What amuses me about the Net App Platform report now is some of the crazy lingo that we used to describe a problem that was years away from mattering to anyone. Yet, at the same time, there were some nuggets of truth buried in there. Our analysis went like this: As users adopt a growing array of Internet-capable devices even web-centric apps will come up short so you must make apps available anytime, anywhere, offer business services through machine-to-machine interfaces and weave application components into new services. Alas, today's platforms can't deliver the next generation apps because they lock apps to the PC browser, have no links between content creation apps and traditional development tools and lack critical Internet interfaces such SOAP, UDDI and RosettaNet. "What's the answer?" we heard the world cry -- The Net App Platform. This platform supposedly did three things.

  • Separate interaction code from business logic. What the heck is interaction code? It was our term for the code that was written to allow users to follow different paths through the same application depending on their needs and the device capabilities. For example, the user needed access to the same core CRM application functionality but would have different tasks that could be accomplished when they were on a PC with a full browser versus a PDA (no network in 2001, of course) or a mobile phone (WAP, presumably). Different capabilities based on the device is nothing particularly earth shattering today but what Frank and I were trying to describe are two really key elements of mobile engagement -- context-awareness (knowing what capability the user needs at the moment they need to do something)  and task-0riented design (the breaking down of a single process scenario into a series of unique and executable tasks).

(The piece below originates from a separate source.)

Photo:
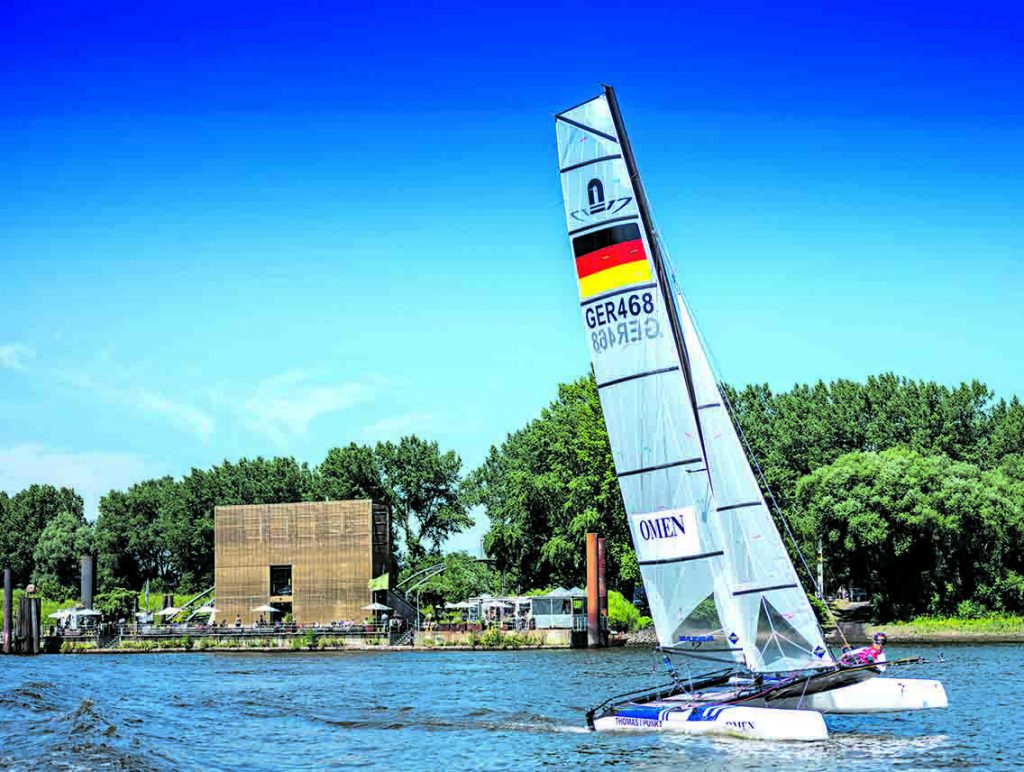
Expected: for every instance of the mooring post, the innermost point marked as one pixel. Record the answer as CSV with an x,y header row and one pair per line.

  • Support code and content collaboration. What on earth does that mean? In theory it sounds great. It will get harder to build great apps as the amount of rich content in them grows rapidly, so content creators and developers must collaborate in real time to bring these apps to life. While I'm no expert on content management systems, it does seem that as the years went by we did embrace some of this. For example, I'm writing a blog post in template that a developer has created to make it easy for me publish a post without having to ask a web developer to write a bunch of HTML for it. Do we collaborate? Not really. Do we need to? Probably not unless something goes horribly wrong.

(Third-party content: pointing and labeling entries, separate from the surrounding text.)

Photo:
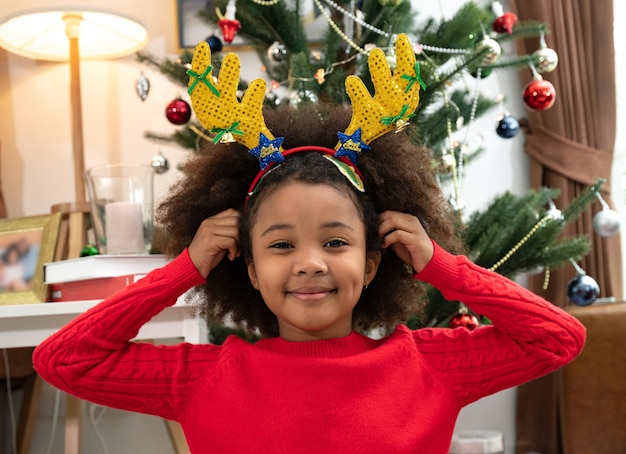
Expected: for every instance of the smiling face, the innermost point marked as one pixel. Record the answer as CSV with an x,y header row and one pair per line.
x,y
309,259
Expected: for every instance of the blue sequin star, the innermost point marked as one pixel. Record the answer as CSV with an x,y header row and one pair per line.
x,y
268,150
351,146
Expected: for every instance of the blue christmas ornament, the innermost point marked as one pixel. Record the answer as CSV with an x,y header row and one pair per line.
x,y
582,290
508,127
215,44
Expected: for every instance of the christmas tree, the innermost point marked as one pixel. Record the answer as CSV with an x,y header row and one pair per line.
x,y
513,234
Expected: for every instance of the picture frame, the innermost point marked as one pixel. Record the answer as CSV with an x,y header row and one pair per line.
x,y
191,30
25,245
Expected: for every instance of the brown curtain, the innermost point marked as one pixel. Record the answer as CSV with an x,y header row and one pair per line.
x,y
570,147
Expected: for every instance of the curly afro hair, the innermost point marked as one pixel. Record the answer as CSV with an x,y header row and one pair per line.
x,y
398,176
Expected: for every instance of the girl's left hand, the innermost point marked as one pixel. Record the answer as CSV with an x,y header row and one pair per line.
x,y
406,236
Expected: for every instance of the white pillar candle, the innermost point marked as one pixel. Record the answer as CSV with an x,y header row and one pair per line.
x,y
124,228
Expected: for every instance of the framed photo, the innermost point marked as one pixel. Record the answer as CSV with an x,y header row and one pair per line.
x,y
25,245
192,30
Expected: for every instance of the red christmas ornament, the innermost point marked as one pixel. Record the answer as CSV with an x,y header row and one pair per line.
x,y
229,28
464,320
505,23
178,112
539,94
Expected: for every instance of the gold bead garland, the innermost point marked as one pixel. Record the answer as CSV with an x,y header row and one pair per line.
x,y
521,242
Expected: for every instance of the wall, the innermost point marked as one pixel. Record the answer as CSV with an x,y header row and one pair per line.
x,y
37,169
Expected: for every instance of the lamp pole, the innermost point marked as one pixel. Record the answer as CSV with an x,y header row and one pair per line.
x,y
72,26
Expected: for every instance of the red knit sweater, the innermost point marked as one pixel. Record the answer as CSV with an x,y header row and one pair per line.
x,y
400,394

  • Embed Internet-native interfaces. When we wrote this report, the idea of cloud-resident, componentized application services was embryonic to say the least. XML was a pretty recent development and industry specific XML agreements like ACORD in the insurance industry we being discussed as ways to someday eliminate the need for EDI. In our report, we saw these interface efforts as a linchpin to being able to assemble services that lived "on the Net". Today, services-oriented architecture dominates enterprise development but, as I vaguely recall, the term did not exist in 2001.

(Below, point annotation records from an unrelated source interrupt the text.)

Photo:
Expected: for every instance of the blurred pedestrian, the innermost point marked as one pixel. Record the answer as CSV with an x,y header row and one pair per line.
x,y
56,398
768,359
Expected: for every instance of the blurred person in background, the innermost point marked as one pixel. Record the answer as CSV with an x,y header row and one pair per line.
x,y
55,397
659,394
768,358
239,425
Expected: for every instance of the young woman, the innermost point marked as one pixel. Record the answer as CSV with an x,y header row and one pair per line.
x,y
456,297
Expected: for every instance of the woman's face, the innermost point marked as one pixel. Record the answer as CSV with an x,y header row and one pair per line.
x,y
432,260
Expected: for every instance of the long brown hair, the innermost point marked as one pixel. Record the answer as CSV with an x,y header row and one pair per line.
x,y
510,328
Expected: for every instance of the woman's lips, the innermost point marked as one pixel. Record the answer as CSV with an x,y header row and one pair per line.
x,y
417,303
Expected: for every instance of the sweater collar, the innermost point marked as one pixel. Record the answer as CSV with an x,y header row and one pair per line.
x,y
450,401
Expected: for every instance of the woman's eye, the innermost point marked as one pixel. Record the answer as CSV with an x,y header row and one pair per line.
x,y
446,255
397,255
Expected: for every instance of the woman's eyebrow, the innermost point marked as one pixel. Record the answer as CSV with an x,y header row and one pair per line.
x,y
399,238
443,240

We finished our report with the bold prediction that vendors would build Net App Platforms by 2005. Potential leaders included BEA WebLogic/WebGain, IBM Websphere/VisualAge, Microsoft Windows/Visual Studio, Oracle 9iAS/Internet Developer and Sun iPlanet/Forte. Clearly, our vendor predictions were off the mark. The question I want to ask everyone here is this: Has the basic problem outlined in this dinosaur of a report been solved -- that is, that different users need different capabilities on different devices wherever and whenever they need it? Give examples of applications that you think best illustrate success.